One of my friends told me about some friends of hers who went skiing last week. It was so warm that there was no snow, and they couldn't ski a single day. Then on their way home to Paris, it started snowing, and the autoroute became so dangerous that it was shut down with the traffic still on it. They had to spend 20 hours in their car.
"Yes," said some workers who came to my house today, "in France the authorities do not know how to deal with bad weather. We were going to Switzerland on Tuesday. We left at 6 in the morning and it started pouring down snow. Between ten and eleven o'clock, they closed the A6 near Auxerre.

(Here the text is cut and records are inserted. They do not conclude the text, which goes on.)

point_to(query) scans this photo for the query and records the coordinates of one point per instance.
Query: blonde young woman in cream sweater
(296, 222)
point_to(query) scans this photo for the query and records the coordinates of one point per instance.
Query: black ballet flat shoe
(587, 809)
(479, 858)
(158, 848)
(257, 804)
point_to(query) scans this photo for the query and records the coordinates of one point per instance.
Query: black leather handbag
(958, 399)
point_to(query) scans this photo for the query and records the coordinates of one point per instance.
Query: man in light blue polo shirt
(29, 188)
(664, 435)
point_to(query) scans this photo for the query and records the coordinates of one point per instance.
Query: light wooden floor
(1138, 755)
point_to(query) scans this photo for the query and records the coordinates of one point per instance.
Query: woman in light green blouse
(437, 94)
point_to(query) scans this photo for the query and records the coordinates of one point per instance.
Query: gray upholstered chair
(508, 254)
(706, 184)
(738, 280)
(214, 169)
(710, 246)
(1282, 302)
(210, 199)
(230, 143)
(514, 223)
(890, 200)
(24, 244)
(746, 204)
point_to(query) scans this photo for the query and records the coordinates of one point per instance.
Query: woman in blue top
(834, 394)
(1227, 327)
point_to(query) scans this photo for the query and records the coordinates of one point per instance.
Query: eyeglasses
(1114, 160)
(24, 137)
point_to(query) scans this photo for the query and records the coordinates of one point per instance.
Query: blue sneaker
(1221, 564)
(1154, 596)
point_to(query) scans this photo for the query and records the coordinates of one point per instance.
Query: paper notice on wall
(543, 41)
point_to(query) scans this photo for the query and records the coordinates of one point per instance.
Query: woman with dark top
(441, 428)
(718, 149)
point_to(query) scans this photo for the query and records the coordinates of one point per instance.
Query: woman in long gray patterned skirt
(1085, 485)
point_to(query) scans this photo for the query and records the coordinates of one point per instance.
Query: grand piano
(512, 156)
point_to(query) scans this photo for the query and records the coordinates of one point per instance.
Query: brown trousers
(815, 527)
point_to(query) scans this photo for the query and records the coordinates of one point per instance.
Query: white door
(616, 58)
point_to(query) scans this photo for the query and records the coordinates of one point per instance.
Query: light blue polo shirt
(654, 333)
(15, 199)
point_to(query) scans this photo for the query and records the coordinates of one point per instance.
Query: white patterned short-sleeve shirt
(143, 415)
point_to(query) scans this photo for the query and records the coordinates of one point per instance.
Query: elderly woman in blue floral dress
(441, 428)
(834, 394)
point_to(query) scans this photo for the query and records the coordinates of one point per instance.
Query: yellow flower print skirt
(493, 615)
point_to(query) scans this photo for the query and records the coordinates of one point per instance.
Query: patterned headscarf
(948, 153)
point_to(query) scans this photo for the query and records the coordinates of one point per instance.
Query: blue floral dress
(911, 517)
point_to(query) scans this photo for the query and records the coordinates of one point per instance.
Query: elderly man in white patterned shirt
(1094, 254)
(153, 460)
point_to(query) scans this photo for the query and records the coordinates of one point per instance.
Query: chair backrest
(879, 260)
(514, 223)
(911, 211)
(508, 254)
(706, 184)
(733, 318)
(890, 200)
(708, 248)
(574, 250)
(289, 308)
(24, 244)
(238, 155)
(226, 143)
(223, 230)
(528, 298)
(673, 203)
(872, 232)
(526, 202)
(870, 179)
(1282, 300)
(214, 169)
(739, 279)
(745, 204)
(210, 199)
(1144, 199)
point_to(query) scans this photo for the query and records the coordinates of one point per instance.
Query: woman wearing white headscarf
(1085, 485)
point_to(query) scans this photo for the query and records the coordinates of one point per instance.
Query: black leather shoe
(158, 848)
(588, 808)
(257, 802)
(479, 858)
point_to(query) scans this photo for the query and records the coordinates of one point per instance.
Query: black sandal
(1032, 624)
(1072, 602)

Luckily our truck has independent heating and a place to sleep. The firemen came by later on and gave us a baguette with a piece of ham inside, but that was all we had eat-- we got pretty hungry! They evacuated all the emergency cases first, then the automobilistes; but they did not clear the roads until Wednesday afternoon, so we spent more than 30 hours in the truck."






That is a disaster. Can't you take some train where you go skiing? I think after one experience like that, i would quit skiing.